There are a number of administrative tasks that need to be performed.
Verify that the new node has successfully joined the cluster
Increase replication factory of system_auth keyspace
Run read repair on system_auth keyspace
I think this needs to be run on each node
Repair should be run sequentially since it is a resource-intensive operation
Run cleanup on system_auth keyspace
Increase replication factor of rhq keyspace
Run read repair on rhq keyspace
Run cleanup on rhq keyspace
Update seeds lists
Verify that the ring is balanced
Each of these tasks and why they need to be performed are discussed below.
We cannot perform the other tasks until the new node is fully bootstrapped where it has joined the ring, has the latest schema (which is propagated from the first node), and has it own token ranges. This should be done from the server since this is a cluster-wide check.
If we keep the RF of the system_auth keyspace at 1 and the node that contains the user data goes down, clients will not be able to make new connections to the cluster. It is therefore imperative to increase the RF to avoid that scenario. This will be done from the server since it a cluster-wide change.
Increase the RF of the rhq keyspace to 2. This will be done from the server since it is a cluster-wide change.
This should be done from the server since it is a cluster-wide change.

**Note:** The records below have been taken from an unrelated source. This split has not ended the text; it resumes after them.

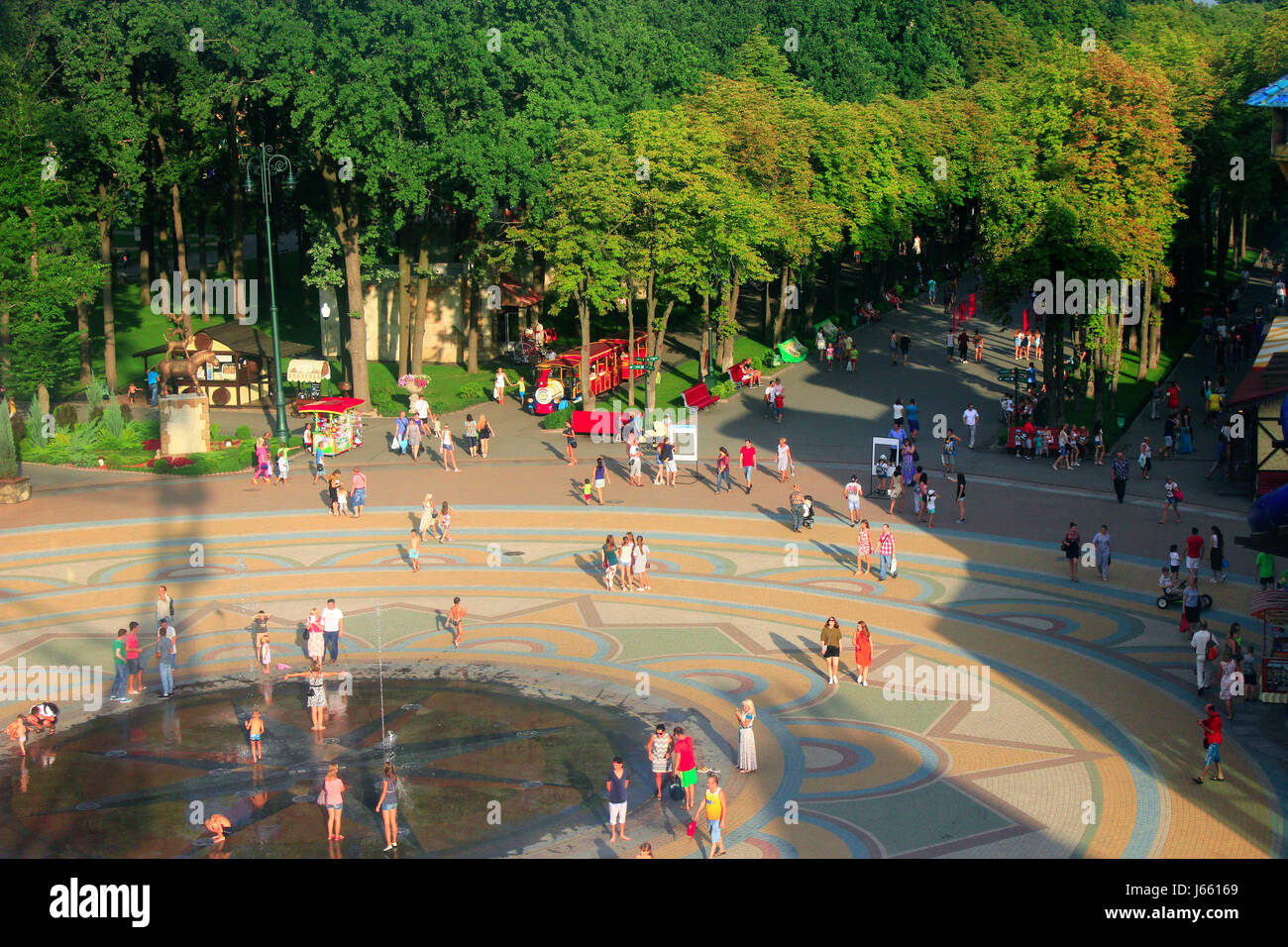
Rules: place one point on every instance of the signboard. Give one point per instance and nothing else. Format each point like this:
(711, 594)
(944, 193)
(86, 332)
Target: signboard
(684, 437)
(1275, 678)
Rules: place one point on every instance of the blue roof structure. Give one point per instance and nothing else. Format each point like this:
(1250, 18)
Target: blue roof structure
(1274, 94)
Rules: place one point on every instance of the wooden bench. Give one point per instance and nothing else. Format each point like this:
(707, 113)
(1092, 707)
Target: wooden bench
(698, 397)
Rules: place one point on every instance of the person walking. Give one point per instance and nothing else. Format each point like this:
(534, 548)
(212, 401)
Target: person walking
(121, 669)
(716, 810)
(785, 460)
(1218, 556)
(359, 493)
(658, 749)
(165, 651)
(885, 548)
(797, 501)
(746, 715)
(333, 630)
(1211, 725)
(1203, 644)
(831, 650)
(747, 457)
(617, 784)
(1172, 497)
(387, 805)
(1120, 472)
(449, 449)
(970, 416)
(1072, 548)
(864, 549)
(686, 764)
(317, 690)
(862, 652)
(722, 471)
(600, 479)
(1104, 547)
(333, 797)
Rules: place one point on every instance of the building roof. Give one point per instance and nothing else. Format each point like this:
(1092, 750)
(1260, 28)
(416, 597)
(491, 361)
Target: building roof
(245, 341)
(1274, 95)
(1258, 384)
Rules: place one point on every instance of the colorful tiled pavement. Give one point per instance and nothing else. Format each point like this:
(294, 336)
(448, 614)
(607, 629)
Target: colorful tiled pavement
(1082, 744)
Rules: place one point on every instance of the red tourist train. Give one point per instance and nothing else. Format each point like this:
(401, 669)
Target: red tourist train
(610, 363)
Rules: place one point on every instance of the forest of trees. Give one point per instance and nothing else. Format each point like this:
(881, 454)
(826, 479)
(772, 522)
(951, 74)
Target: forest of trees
(675, 153)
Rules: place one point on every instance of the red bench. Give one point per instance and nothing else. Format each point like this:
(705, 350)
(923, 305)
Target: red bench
(698, 397)
(600, 421)
(1050, 436)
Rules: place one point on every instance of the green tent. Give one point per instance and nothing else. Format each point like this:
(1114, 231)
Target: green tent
(793, 352)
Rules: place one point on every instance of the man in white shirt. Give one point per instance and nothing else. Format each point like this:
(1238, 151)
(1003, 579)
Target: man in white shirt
(971, 418)
(1199, 642)
(333, 630)
(163, 603)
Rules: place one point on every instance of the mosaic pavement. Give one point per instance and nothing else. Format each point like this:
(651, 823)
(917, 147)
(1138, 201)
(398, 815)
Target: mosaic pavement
(1082, 744)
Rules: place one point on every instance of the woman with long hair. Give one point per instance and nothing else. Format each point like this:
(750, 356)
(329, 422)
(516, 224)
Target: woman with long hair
(387, 806)
(862, 652)
(317, 690)
(609, 564)
(333, 797)
(1218, 553)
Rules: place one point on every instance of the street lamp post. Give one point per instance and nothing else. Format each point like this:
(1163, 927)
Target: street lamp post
(265, 166)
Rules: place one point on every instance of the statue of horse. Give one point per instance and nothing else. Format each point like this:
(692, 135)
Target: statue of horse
(187, 368)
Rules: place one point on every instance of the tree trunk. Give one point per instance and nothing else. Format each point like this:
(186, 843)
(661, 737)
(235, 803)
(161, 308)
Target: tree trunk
(630, 343)
(146, 237)
(420, 316)
(202, 269)
(104, 257)
(344, 218)
(404, 305)
(86, 352)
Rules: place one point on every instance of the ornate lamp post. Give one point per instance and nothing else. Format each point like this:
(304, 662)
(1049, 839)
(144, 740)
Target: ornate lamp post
(265, 166)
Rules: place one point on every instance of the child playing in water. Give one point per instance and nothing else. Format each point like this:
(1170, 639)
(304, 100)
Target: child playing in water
(263, 650)
(18, 731)
(215, 825)
(256, 727)
(413, 551)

We need to run repair after after increasing the RF to ensure both nodes are consistent with respect to the system_auth keyspace. This should be done on the agent.
I do not think that repair needs to be run on the new node, but this needs to be verified. We do not want to run repair if we do not have to because it is a CPU and IO intensive operation.
Performed by the agent and is necessary to ensure nodes are consistent with respect to the rhq keyspace. Again, I do think we need to repair on the new node.
Run on the agent side on both nodes. Seeds lists have to be updated so that nodes know where to join the cluster at start up.
Removes keys that the node no longer owns. This is done on the agent and only on the first node.
This is a brief check to make sure that the previous operations worked correctly. This should be done by the server since it is a cluster-wide check.